1. A switch stand for use with a railroad switch in order to enable a person to operate the switch between open and thrown positions, the switch having an elongated, generally horizontally disposed throw rod by which alternate, longitudinal movement thereof operates the switch between respective corresponding open and thrown positions, said switch stand comprising:

a hand-operable, rotatable member rotatable about a generally horizontal axis and including a graspable portion spaced from said axis for grasping by the person and for rotating said member about said horizontal axis;

means rotatably mounting said member with said horizontal axis about normal chest height of the person for rotation thereof about said horizontal axis;

an elongated, upright, rotatable throw shaft rotatable about an upright axis, said throw shaft presenting a lower portion located generally at the level of the throw rod and a remote upper portion extending upwardly at least to about the height of said horizontal axis;

attachment means intercoupling said member with said upper portion for translating rotation of said member about said horizontal axis into corresponding rotation of said shaft about said upright axis; and

securement means separate from said attachment means for intercoupling said lower portion of said shaft with the throw rod and for translating rotation of said shaft about said upright axis into corresponding longitudinal movement of the throw rod,

said switch stand being thereby structured so that the person may grasp the rotatable member at normal chest height and without bending over rotate said member about said horizontal axis in order to move the throw rod between the open and thrown positions.

2. The switch stand as set forth in claim 1, said rotatable member including a wheel presenting a peripheral portion thereof for grasping by the person in order to rotate said rotatable member and thereby operate the switch between said open and thrown positions.

3. The switch stand as set forth in claim 2, said attachment means and securement means including structure for alternately operating the switch between the open and thrown positions upon one complete revolution of said member.

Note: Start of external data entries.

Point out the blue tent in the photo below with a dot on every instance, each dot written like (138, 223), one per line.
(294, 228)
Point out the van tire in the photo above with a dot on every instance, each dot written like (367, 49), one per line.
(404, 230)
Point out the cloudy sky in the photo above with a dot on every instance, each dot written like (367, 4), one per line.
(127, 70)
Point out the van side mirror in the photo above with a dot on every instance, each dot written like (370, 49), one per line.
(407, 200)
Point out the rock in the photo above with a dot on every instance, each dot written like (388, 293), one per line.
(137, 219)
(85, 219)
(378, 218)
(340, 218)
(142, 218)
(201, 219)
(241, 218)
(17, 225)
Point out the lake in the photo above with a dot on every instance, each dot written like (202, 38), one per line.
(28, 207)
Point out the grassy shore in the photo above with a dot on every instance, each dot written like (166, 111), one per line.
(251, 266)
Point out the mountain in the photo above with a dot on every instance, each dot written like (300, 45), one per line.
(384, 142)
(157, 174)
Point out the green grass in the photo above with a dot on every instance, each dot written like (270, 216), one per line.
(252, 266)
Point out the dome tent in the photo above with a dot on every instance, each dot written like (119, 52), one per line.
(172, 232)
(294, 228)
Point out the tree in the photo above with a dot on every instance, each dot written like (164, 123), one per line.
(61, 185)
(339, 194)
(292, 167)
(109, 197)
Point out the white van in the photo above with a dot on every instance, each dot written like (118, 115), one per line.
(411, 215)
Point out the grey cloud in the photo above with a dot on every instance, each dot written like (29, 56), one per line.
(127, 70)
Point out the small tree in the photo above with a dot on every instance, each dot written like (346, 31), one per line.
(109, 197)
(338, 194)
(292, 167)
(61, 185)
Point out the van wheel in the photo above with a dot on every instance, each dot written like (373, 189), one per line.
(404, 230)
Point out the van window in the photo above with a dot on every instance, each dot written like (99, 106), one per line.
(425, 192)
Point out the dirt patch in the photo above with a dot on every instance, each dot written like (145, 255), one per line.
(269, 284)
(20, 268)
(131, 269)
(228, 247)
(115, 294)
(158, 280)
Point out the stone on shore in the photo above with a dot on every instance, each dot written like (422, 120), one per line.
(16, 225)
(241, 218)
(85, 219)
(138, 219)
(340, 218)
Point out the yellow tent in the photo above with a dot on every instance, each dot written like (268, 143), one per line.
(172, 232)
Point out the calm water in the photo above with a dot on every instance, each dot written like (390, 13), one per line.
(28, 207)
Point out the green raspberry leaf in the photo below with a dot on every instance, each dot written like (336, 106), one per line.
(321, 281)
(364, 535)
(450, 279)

4. The switch stand as set forth in claim 2, further including locking means for releasably and automatically locking said member alternately in first and second positions corresponding to respective open and thrown positions of the switch, said locking means including

a retractable locking bar,

structure defining a locking-bar-receiving slot in said wheel,

means mounting said bar for retractable and alternate reception in said slot when said member is in said first and second positions for preventing rotation thereof, and

retracting means coupled with said locking bar for selectively retracting said locking bar from said slot.

5. The switch stand as set forth in claim 1, said attachment means including a pinion gear coaxially mounted with said member and a rack gear engaging said pinion gear coaxially mounted to said shaft.

6. The switch stand as set forth in claim 1, said securement means including a link coupled with and extending outwardly from said lower portion of said shaft and including means for pivotally coupling with the throw rod, the throw rod having a connecting hole defined therein, said link including a boss received within said connecting hole for pivotal mounting therebetween.

7. The switch stand as set forth in claim 6, further including disconnecting means for operably disconnecting said member from the throw rod in the event excessive axial force is applied thereto, said disconnecting means including

a first hub mounted to said shaft,

a second hub mounted to said link, and

a breakable shear pin intercoupling said hubs so that excessive axial force applied to the throw rod breaks said shear pin.